Why Family Healthcare Is Important.
Family healthcare is a form of primary healthcare that’s made easily assessable, and available within every stratum of the community at a cheap cost.
The Family health clinic via health care professionals provides holistic, complete, and compassionate care for you and every member of your family, including men and women, newborns, children, and the elderly.
There are some components of family healthcare, even as it is a branch under primary health, and thus, it also fulfills the principles of primary health care.
What Is Primary Health Care?
To help people to make healthy lifestyle choices for them and their family with information for every stage of their lives, primary healthcare was developed. It is the first level of contact for individuals, their family, and their community with the national health system and is responsible for addressing the main health problems found in the community, providing health promotion, and also preventive, curative, and rehabilitative services.
What Does Family Healthcare Entail?
In 1980, the US Bureau of Census-defined the family as a ‘’group of two or more persons related by birth, marriage, or adoption and residing together in a household”.
Hence, ‘’a state of positive interaction between family members which enable each member of the family to enjoy optimum physical, mental, social and spiritual well-being.” Is known and understood as Family Healthcare.
The family functions in the following ways, some of which overlap with one another:
- Socialization amongst family members.
- Fulfilling sexual needs and desires.
- Taking care of dependent members.
- Providing emotional support for members.
- Alleviating economic stability.
- Satisfaction of all social, intellectual, emotional, and psychological needs of members.
What Are The Determinants Of Family Health Care?
The Houston Methodist Primary Care Physicians group advocates greatly for family healthcare. The family health care clinic in Houston, 77042 and headed by Dr. Smitha Mantha, suggests that the following are the determinants of family health care.
They are:
- Living and working conditions
- Physical environment,
- Psycho-social environment
- Education and economic factors
- health practices
- Cultural factors
- Gender etc.
Components Of Family Health Care.
The components of family health or its scope are discussed in brief below:
1. Problems faced by family: Family health attends to the issues of broken homes, drug abuse, juvenile delinquency, disability and rehabilitation, unmarried mothers, teenage pregnancy all of which stem from peer pressure of irresponsible parenting.
2. Reproductive health: Reproductive health is an important component of Primary HealthCare and also Family Health. It attends to the following:
- Safe motherhood, ANC, delivery care, PNC, Family planning, Nutritional deficiencies, LBW
- STIs/RTIs/HIV/AIDS, legal abortion, infertility services,
- Adolescent health (suicide, depression, STIs)
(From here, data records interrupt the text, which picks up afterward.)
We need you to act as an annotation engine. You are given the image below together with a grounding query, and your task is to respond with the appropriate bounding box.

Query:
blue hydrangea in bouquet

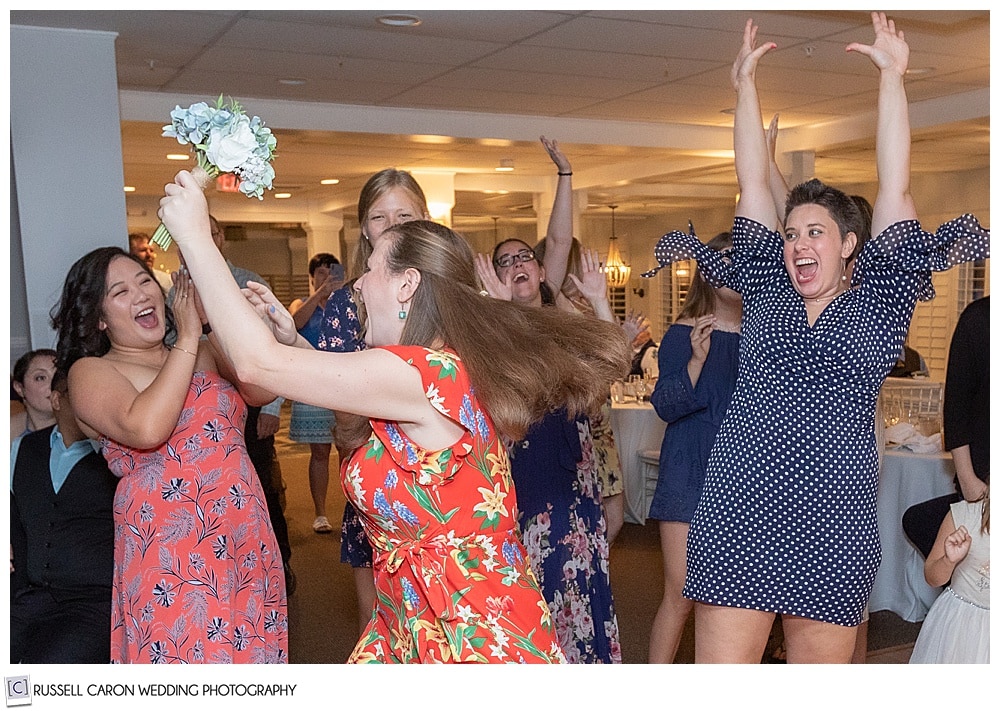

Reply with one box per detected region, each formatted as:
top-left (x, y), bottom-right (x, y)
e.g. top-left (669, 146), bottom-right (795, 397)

top-left (150, 95), bottom-right (278, 249)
3. Child health: Especially in third war or low-income countries, there’s much emphasis on the management of the child and his/her health. This includes and is not limited to:
- Childbearing, rearing,
- Child health services: nutrition, immunization, growth monitoring
- Mortality and mortality of children
- Social problems of children: That is, Child abuse, Abandoned or street children, Child labor, Juvenile delinquency, and battered baby syndrome.
4. Gender issues in the family: Gender issues are another important factor under family health care. This is because cases of Girl’s trafficking, Gender mainstreaming, Female Genital Mutilation (FGM), female feticide (sex-selective abortion), have skyrocketed in recent times at a very alarming rate.
5. Aging: Problems of aging, active aging which brings with it chronic systemic diseases like hypertension, diabetes mellitus, chronic kidney disease, breast cancer, prostate cancer, etc.
Importance And Benefits Of Family Health Care.
Advances in medicine have made people become more able to have an increased exact understanding of the conditions our relatives have or had, and by carefully assessing and archiving that information, we are better able to understand our relative susceptibility to these conditions.
Visiting the doctor for the first time, and you’d be asked to give a history of your medical problems, the history of medical problems in close family members even as well as those that may have been present in distant relatives going back two generations at least.
This way, thus helps us to be able to prevent or intervene early upon certain conditions that otherwise would interfere with the quality of life. Small symptoms which may otherwise have been overlooked can paint an entirely different picture when your health care provider already knows what to look for, thanks to the mapping of family history provided upon your initial consult.